Step 4: Fill In Your Profit and Loss Statement

Finalize your business profit and loss statement by filling in the needed information. In doing so, make sure that you put the data and figures on its corresponding column. List down first your revenues and follow all your operating expenses. On the other column, place the figures that correspond to each category. After that, you may now calculate your profit and loss statement following the correct formula. Also, make sure to evaluate and check your P&L statement to correct mistakes.

FAQs

Why are profit and loss statements important in business?

A profit and loss statement is important for businesses because it outlines the total income and expenses of the business—either monthly or quarterly. It helps the business managers understand and evaluate the business’ revenue, which is essential in decision-making and generating strategic business plans. For example, a business owner will be able to weigh whether or not their income for a specified period is enough for purchasing other equipment.

What is the difference between profit and loss statement and balance sheet?

Although both important business documents and accounting documents are necessary for business, they still serve different purposes.
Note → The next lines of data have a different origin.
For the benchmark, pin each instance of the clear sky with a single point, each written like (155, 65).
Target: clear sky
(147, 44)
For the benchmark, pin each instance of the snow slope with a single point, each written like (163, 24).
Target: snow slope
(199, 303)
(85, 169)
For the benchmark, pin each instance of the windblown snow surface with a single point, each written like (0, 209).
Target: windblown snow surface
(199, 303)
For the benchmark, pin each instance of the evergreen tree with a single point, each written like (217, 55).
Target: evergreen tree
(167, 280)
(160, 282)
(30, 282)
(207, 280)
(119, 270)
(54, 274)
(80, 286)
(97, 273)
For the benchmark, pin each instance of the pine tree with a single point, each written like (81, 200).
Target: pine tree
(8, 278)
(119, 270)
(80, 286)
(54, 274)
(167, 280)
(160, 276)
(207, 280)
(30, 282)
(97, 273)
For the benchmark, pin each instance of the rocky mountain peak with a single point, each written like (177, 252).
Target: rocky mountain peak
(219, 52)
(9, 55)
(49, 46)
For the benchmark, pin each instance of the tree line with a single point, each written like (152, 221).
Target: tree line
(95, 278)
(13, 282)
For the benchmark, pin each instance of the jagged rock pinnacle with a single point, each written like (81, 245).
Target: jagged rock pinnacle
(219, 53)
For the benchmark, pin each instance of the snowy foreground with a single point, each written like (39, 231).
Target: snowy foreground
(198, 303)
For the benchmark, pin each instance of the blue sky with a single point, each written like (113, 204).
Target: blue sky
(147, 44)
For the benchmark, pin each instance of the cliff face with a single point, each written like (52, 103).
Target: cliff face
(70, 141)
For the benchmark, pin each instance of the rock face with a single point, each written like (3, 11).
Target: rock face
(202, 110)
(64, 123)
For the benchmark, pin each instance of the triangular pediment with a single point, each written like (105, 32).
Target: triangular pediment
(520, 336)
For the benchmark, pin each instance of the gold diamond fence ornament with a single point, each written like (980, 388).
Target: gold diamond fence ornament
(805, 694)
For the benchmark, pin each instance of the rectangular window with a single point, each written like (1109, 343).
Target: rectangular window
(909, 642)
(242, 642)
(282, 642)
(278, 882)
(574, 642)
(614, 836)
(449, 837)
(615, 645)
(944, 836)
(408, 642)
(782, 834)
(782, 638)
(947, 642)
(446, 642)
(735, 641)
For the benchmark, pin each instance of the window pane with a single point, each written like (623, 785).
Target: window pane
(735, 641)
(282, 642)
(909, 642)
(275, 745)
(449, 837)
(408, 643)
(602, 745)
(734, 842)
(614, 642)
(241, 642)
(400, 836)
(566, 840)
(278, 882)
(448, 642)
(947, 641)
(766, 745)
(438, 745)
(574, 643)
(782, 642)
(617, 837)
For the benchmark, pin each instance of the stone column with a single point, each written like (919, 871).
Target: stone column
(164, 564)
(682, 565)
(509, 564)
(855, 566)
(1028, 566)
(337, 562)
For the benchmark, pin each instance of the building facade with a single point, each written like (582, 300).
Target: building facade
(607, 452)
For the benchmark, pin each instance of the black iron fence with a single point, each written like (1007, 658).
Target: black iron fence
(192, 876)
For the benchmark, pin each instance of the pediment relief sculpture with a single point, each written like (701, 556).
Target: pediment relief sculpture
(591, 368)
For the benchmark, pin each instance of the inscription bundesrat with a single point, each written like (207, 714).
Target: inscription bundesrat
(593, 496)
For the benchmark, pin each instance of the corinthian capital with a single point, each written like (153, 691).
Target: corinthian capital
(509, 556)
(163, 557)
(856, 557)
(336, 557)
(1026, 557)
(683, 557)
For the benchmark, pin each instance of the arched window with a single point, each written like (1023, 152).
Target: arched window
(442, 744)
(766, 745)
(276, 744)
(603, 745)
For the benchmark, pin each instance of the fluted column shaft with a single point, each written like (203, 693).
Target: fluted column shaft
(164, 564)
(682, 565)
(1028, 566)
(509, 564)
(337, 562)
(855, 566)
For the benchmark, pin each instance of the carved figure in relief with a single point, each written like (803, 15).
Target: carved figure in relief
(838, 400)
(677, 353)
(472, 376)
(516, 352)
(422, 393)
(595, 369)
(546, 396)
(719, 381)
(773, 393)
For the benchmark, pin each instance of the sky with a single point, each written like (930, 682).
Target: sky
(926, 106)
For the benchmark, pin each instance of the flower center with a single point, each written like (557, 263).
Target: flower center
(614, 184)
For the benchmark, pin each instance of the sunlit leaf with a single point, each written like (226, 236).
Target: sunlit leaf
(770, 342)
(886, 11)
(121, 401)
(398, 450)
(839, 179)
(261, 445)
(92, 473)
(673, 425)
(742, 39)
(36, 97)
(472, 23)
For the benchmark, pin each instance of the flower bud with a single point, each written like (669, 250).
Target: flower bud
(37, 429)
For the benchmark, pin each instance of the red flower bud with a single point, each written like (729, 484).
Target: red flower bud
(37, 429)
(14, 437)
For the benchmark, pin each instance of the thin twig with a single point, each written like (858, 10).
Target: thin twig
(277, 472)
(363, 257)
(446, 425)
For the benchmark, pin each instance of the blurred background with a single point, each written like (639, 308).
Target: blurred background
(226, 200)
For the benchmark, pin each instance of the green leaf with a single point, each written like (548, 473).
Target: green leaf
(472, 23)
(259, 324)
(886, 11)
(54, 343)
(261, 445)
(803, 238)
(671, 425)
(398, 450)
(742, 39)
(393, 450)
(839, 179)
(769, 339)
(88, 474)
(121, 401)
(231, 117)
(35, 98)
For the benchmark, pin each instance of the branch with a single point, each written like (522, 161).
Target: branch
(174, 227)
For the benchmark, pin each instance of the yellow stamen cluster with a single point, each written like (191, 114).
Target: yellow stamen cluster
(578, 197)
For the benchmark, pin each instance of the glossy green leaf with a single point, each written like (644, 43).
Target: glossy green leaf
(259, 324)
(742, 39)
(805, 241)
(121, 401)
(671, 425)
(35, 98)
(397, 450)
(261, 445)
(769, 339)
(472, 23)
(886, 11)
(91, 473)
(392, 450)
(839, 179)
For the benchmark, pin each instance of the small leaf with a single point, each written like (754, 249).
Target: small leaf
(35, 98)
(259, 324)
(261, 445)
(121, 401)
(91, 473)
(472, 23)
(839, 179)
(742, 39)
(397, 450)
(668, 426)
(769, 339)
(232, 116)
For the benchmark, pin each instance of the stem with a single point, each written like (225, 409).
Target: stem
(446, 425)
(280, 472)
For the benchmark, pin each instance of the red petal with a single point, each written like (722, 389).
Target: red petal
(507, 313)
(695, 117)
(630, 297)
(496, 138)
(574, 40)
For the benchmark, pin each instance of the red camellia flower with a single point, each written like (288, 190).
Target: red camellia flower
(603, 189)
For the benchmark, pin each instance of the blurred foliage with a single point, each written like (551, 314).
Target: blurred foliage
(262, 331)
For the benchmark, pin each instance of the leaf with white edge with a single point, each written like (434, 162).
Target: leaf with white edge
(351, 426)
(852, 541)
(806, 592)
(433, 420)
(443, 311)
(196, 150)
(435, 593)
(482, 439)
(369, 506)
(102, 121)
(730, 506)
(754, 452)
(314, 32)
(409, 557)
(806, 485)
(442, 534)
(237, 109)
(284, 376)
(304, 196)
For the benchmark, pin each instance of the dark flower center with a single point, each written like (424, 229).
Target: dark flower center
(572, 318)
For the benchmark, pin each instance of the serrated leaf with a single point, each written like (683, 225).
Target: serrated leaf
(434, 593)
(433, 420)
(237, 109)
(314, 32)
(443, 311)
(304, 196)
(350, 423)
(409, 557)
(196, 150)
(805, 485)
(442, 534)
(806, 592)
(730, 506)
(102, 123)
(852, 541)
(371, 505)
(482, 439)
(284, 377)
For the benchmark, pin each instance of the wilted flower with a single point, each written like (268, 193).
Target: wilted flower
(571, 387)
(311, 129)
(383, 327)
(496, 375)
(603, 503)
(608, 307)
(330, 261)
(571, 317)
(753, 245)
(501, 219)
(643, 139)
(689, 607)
A profit and loss statement refers to summarizing the company revenues, costs, and expenses within a matter of time. On the other hand, a balance sheet records the business’ assets, liabilities, and stockholders’ equity within a specified period.

How do you calculate the profit and loss?

Calculating your company’s profit and loss is not that difficult. You just need to have the right figures to come up with an accurate result. To calculate profit and loss, simply subtract your business’ total revenue with your total expenses, all in the same period. The profit and loss statement is essential for your business, so make sure you do the calculations right.

What are the three main components of a financial statement?

Financial statements serve a vital role in financial management, planning, and cost-benefit analysis processes. Its purpose is to help a company owner or manager identify the financial health status of their business. There are three main components of a financial statement that are present and used by almost every business—statement of profit and loss, balance sheet, and cash flow statement.

Indeed, analyzing company revenue and expenses is essential for a business to have a better idea when it comes to decision-making and financial planning. A profit and loss statement is, no doubt, one of the most important financial statements businesses should never ignore. With this, proper financial management will be observed. So, if you want to have an accurate picture of what comes and goes in your business financially, make sure to have an efficient and precise profit and loss statement.